The detector way of looking at the neuron is useful for understanding the roles of inhibition and the neural firing threshold as we saw in the previous chapter — it specifically differentiates between active firing for detected items, vs. not firing for everything else, and provides a more “discrete” view of what the neuron is doing. By contrast, the dimension projection framework provides a more continuous, mathematical view. Both are useful ways of understanding what is going on in the brain.
One intuitive way of understanding the importance of having the right categories (and choosing them appropriately for the given situation) comes from insight problems. These problems are often designed so that our normal default way of categorizing the situation leads us in the wrong direction, and it is necessary to re-represent the problem in a new way to solve it (i.e., “thinking outside the box”).
For example, consider this “conundrum”: “two men are dead in a cabin in the woods. what happened?” The rules of this game involve asking a sequence of true/false questions, with the goal of eventually realizing that you need to select a different way of categorizing the word “cabin” in order to solve the puzzle. Here is a list of some of these kinds of conundrums (external link).

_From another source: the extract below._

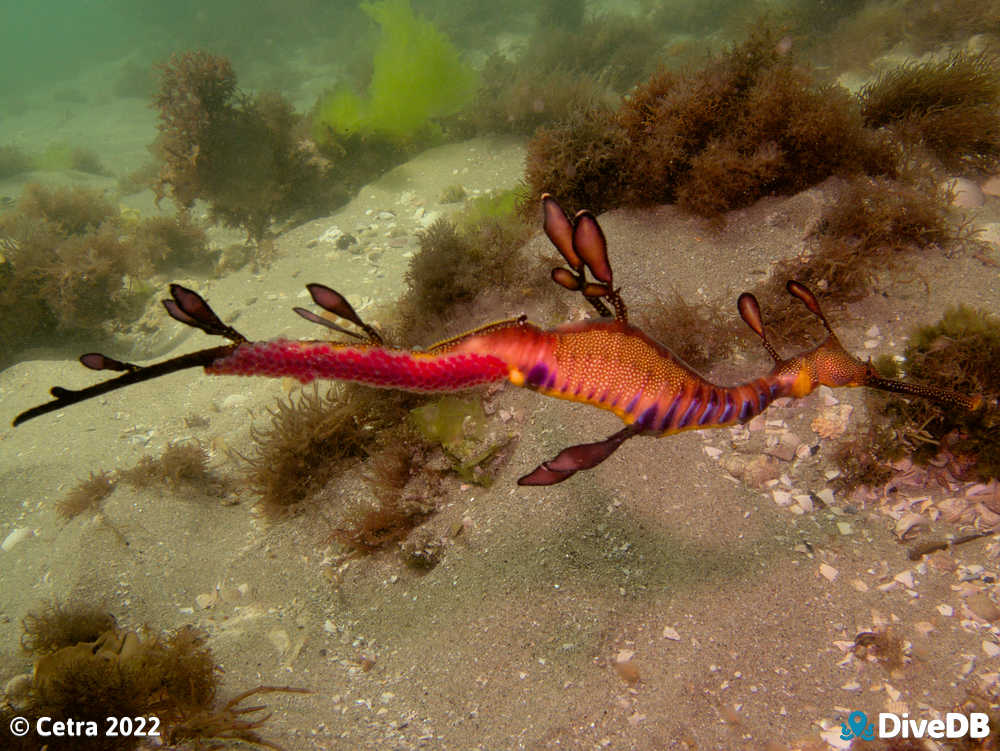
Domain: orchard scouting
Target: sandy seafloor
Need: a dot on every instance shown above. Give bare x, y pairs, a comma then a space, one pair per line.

For computer programmers, one of the most important lessons one learns is that choosing the correct representation is the most important step in solving a given problem. As a simple example, using the notion of a “heap” enables a particularly elegant solution to the sorting problem. Binary trees are also a widely used form of representation that often greatly reduce the computational time of various problems. In general, you simply want to find a representation that makes it easy to do the things you need to do. This is exactly what the brain does.
One prevalent example of the brain’s propensity to develop categorical encodings of things are stereotypes. A stereotype is really just a mental category applied to a group of people. The fact that everyone seems to have them is strong evidence that this is fundamentally how the brain works. We cannot help but think in terms of abstract categories like this, and as we’ve argued above, categories in general are essential for allowing us to deal with the world in an intelligent manner.
But the obvious problems with stereotypical thinking indicate that these categories can also be problematic (for stereotypes specifically and categorical thinking more generally), and limit our ability to accurately represent the details of any given individual or situation. See the discussion of distributed representations for the benefits of having many different categorical representations active at the same time, which can potentially help mitigate these problems. The ability to entertain multiple such potential categories at the same time may be an individual difference variable associated with things like political and religious beliefs (Critcher et al., 2009; Nam et al., 2013). This stuff can get interesting!